Beginner here. Sorry.
Old method:
float[] Matrix = new float[dimension * dimension];
// Matrix is square
// 1D array is much faster than 2D/jagged array for this step
// Matrix will be multiplied by itself
float[] Result = new float[dimension * dimension];
_ = Parallel.For(0, dimension, i =>
{
float[] column = new float[dimension];
for (int j = 0; j < dimension; j++)
{
column[j] = Matrix[j * dimension + i];
}
for (int j = 0; j < dimension; j++)
{
float DotProd = 0;
for (int k = 0; k < dimension; k++)
{
DotProd += Matrix[j * dimension + k] * column[k];
}
Result[j * dimension + i] = DotProd;
}
}
It makes sense to me why making the "column" array beforehand improves performance: this array puts all of the necessary data in one location, which is then stored in the CPU cache. The performance improvement when I did this was enormous. Calculation time went from 67 seconds to 30 seconds.
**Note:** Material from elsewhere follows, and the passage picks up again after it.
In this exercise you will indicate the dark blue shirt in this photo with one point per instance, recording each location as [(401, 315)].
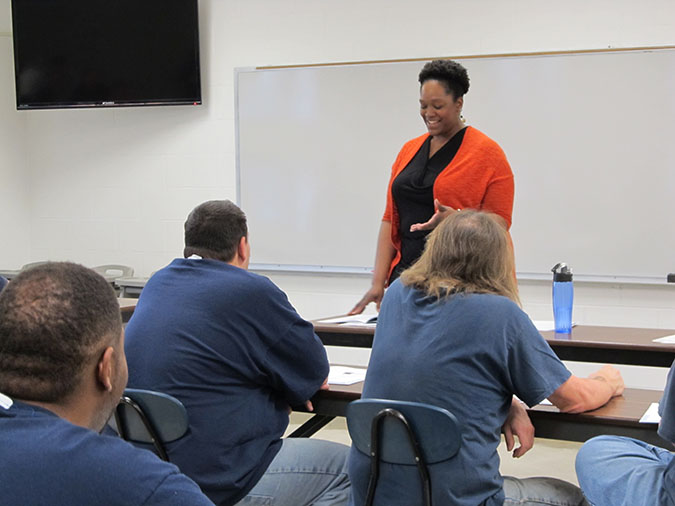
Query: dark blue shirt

So, seeing that it worked so well for "columns", I tried it with the "rows" as well. This was done by copying the 1D array into a Jagged array, like so:
float[] Matrix = new float[dimension * dimension];
// Matrix is square
// 1D array is much faster than 2D/jagged array when filling it with data
// Matrix will be multiplied by itself
float[] Result = new float[dimension * dimension];
float[][] JagMatrix = new float[dimension][];
for (int i = 0; i < dimension; i++)
{
JagMatrix[i] = new float[dimension];
Array.Copy(Matrix, dimension * i, JagMatrix[i], 0, dimension);
}
_ = Parallel.For(0, dimension, i =>
{
float[] column = new float[dimension];
for (int j = 0; j < dimension; j++)
{
column[j] = Matrix[j * dimension + i];
}
for (int j = 0; j < dimension; j++)
{
float DotProd = 0;
float[] row = JagMatrix[j];
for (int k = 0; k < dimension; k++)
{
DotProd += row[k] * column[k];
}
Result[j * dimension + i] = DotProd;
}
}
This is about 30% faster again, presumably for the same reason: it ensures that the "row" is stored in CPU cache.
However, I'm wondering if there's a way to get the "row" into cache without copying the matrix to a jagged array. Besides the (probably negligible) performance hit from setting it up, it doesn't seem like it should be necessary. Unlike a "column", the data for a "row" should already be in the one location (as indicated by the much smaller performance improvement). So, is there a way to get it into cache without creating the jagged array?
It can't be a jagged array from the start as it's faster to fill the matrix when it's a 1D array.
I've tried using pointers and spans, but both were slower.